Breaking human ties also means that the higher pleasures cannot survive in capitalism. Capitalists have no thought for beauty, unless they monopolise it for themselves as a tool of status and as a demonstration of their ability to exclude others from its benefits. If profit is brought by destruction and ugliness (physical and mental) then that is what relationship denying capitalists will produce. Their riches depends on ‘illth’ – the very opposite of wealth, and this can be seen in despoiled landscape and the ruined bodies and souls of the labouring classes. Any difference between the labouring and the rich classes comes about by this illth and their conditions of living for labourers. It is a matter of violence, not virtue.
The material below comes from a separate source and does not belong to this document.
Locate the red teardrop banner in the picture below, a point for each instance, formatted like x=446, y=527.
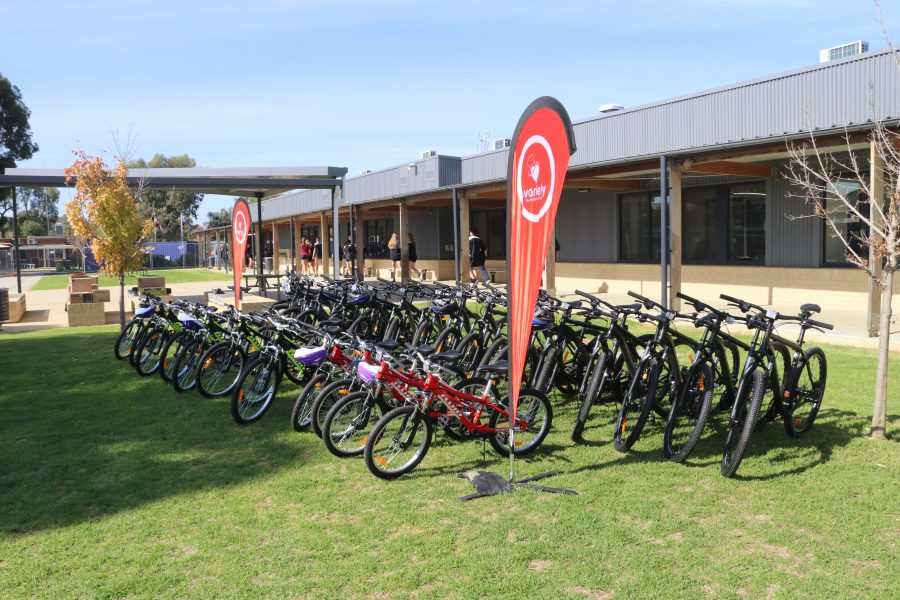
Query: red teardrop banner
x=240, y=231
x=541, y=147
True economics is concerned with the circumstances of everyone not just the rich, and this concern also grows out of cultivation of nobility of soul. Labour is necessary, but only so far as it enables life outside of labour and manages holidays. Labour in a good economy should be joyful and creative, rather than confined to dank and ugly slums. It should also be about craft and responsibility, tasks which refine the soul, rather than the monotony of machinc production or rote tasks. The cultivation of craft and purity of produce is ultimately what delivers the wealth of real ‘goods’ that can be consumed well.

However, good consumption requires instruction, and higher values; another moral question for a real economy is whether people can use what is produced nobly or not. The point being that wealth does not consist in producing or owning massive numbers of possessions, but in the possessions that increase life and its value. This also implies that economics has to be in harmony with ecologies and its effects on the future.

“God has lent us the earth for our life. It is a great entail. It belongs as much to those who are to come after us…as to us. And we have no right, by anything we might do or neglect, to involve them in unnecessary penalties or deprive them of benefits which it was in our power to bequeath… Every human action gains in honor, in grace, in all true magnificence, by its regard of things that are to come… Therefore, when we build, let us think that we build forever. Let it not be for present delight, nor for present use alone. Let it be such work as our descendants will thank us for”

An economics which puts relationships, beauty, cultivation of souls, ecology, well made lasting goods, and the long-term future in front of us, certainly seems unusual.